OpenStack is, without doubt, an exciting project and the lead open source Infrastructure-as-a-Service platform. In the last couple years, I had the privilege to architect and deployed dozens of OpenStack clouds for multiple customers and use cases. One of the use cases that I worked on in the last year was High-Performance Computing (HPC) on OpenStack. In this blog, I am going to cover some of the considerations to host high performance and high throughput workloads.
First, let's’ start with three types of architectures that could be used when hosting HPC workloads on OpenStack:
- Virtualized HPC on OpenStack
- In this architecture, all component of the HPC cluster is virtualized in OpenStack.
- Bare-metal HPC on OpenStack
- In this architecture, all components of the HPC cluster are deployed in bare metal servers using OpenStack Ironic.
- Virtualized Head Node and Bare-metal compute nodes
- In this architecture, the head node (scheduler, master and login node) are virtualized in OpenStack, and the compute nodes are deployed in bare metal servers using OpenStack Ironic.
Now that we discussed the 3 types of architecture that we could deploy HPC software in OpenStack, I am going to discuss a few OpenStack best practices when hosting this type of workloads.
For the networking aspect of OpenStack, there are two recommended configuration options:
- Provider networks: The OpenStack administrator creates these networks and maps them directly to existing physical networks in the datacenter (L2). Because of the direct attachment to the L2 switching infrastructure, provider networks don’t need to route L3 traffic using the OpenStack control plane, as they should have an L3 gateway in the DC network topology.
- SRIOV: SRIOV/SR-IOV (single root input/output virtualization) is recommended for HPC workloads based on performance requirements. SR-IOV enables OpenStack to extend the physical NIC’s capabilities directly through to the instance by using the available SRIOV NIC Virtual Functions (VF). Also, support for IEEE 802.1br allows virtual NICs to integrate with, and be managed by, the physical switch.
- It’s important to mention that in tests conducted by various vendors, results show that SR-IOV can achieve near line rate performance at a low CPU overhead cost per Virtual Machine/Instance.
- When implementing SRIOV, you need to take in consideration two essential limitations: not been able to use live migrations for instances using VF devices and bypassing OpenStack’s security groups.
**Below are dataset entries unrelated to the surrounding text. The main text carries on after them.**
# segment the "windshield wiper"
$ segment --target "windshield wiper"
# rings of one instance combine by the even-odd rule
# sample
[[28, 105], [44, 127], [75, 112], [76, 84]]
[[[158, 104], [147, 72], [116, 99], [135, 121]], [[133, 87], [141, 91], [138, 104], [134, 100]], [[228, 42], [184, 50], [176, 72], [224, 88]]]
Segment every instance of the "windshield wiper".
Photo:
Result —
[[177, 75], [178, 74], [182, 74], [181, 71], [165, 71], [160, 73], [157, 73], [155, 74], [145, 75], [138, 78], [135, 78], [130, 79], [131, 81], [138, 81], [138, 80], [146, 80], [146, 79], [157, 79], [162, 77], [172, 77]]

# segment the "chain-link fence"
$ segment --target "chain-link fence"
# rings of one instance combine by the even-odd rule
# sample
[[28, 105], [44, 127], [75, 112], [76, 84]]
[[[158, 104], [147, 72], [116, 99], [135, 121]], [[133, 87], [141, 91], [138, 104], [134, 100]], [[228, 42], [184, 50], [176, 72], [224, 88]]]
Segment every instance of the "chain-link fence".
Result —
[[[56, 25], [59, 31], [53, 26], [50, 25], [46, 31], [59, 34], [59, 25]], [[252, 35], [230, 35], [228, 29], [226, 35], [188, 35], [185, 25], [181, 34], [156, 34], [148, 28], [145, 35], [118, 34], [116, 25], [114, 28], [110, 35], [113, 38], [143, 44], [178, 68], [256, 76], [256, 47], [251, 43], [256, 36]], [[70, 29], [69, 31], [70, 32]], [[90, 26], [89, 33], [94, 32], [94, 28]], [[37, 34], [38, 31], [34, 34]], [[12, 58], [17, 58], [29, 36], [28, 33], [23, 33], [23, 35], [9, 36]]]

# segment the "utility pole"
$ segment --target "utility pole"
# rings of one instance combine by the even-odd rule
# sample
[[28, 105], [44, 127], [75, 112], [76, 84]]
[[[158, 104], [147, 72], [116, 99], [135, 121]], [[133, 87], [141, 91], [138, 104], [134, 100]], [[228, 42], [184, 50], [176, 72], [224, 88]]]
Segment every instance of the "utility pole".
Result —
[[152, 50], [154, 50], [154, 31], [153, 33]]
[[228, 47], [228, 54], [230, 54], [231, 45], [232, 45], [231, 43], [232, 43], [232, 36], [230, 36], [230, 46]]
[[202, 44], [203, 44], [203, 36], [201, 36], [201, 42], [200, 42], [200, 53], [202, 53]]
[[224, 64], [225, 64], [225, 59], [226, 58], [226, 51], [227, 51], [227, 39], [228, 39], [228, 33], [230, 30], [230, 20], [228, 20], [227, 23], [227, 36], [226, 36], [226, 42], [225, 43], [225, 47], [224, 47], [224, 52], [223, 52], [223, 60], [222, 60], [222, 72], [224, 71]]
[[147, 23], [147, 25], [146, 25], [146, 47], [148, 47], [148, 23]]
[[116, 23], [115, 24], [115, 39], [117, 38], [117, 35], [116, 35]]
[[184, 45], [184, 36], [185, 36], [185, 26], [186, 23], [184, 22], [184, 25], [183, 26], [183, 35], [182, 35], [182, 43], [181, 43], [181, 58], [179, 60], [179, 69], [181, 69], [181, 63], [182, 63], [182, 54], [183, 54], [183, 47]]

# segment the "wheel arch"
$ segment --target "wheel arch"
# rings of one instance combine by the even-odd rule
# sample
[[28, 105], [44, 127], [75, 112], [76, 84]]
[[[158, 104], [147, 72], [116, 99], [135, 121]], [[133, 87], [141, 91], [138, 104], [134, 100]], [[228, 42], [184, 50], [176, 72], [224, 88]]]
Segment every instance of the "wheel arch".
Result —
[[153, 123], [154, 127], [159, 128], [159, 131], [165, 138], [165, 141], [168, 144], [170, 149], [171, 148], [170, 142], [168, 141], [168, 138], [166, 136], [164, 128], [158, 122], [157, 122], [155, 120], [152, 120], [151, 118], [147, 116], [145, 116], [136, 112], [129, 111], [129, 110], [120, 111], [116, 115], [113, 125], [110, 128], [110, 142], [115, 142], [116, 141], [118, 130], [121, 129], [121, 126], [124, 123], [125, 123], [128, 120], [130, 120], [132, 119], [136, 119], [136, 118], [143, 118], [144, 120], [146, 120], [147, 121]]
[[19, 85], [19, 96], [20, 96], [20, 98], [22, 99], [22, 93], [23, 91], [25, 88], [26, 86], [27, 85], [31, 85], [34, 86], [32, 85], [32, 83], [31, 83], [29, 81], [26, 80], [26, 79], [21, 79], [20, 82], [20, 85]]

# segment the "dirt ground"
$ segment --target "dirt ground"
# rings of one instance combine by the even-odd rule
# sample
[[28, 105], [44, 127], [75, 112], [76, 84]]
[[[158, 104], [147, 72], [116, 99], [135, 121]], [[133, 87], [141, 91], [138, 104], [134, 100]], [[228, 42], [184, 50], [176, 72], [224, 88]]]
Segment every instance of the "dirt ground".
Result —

For an HPC architecture, there are two major storage categories to consider:
- OpenStack storage: image (glance), ephemeral (nova), and volume (cinder).
- HPC cluster file-based data storage: Used by the HPC cluster to store data.
Based in both categories here are couple recommendations to consider while architecting your cluster:
- Glance and Nova: For the Glance and Nova (ephemeral) storage, I like to recommend Ceph. One of the significant advantages of ceph (besides the tight integration with OpenStack) is the performances benefits that you could obtain at instance creation time that image copy-on-write offers with this backend. Another advantage for the ephemeral workloads (not using SRIOV in this case) is the ability to live migrate between the members of the compute cluster.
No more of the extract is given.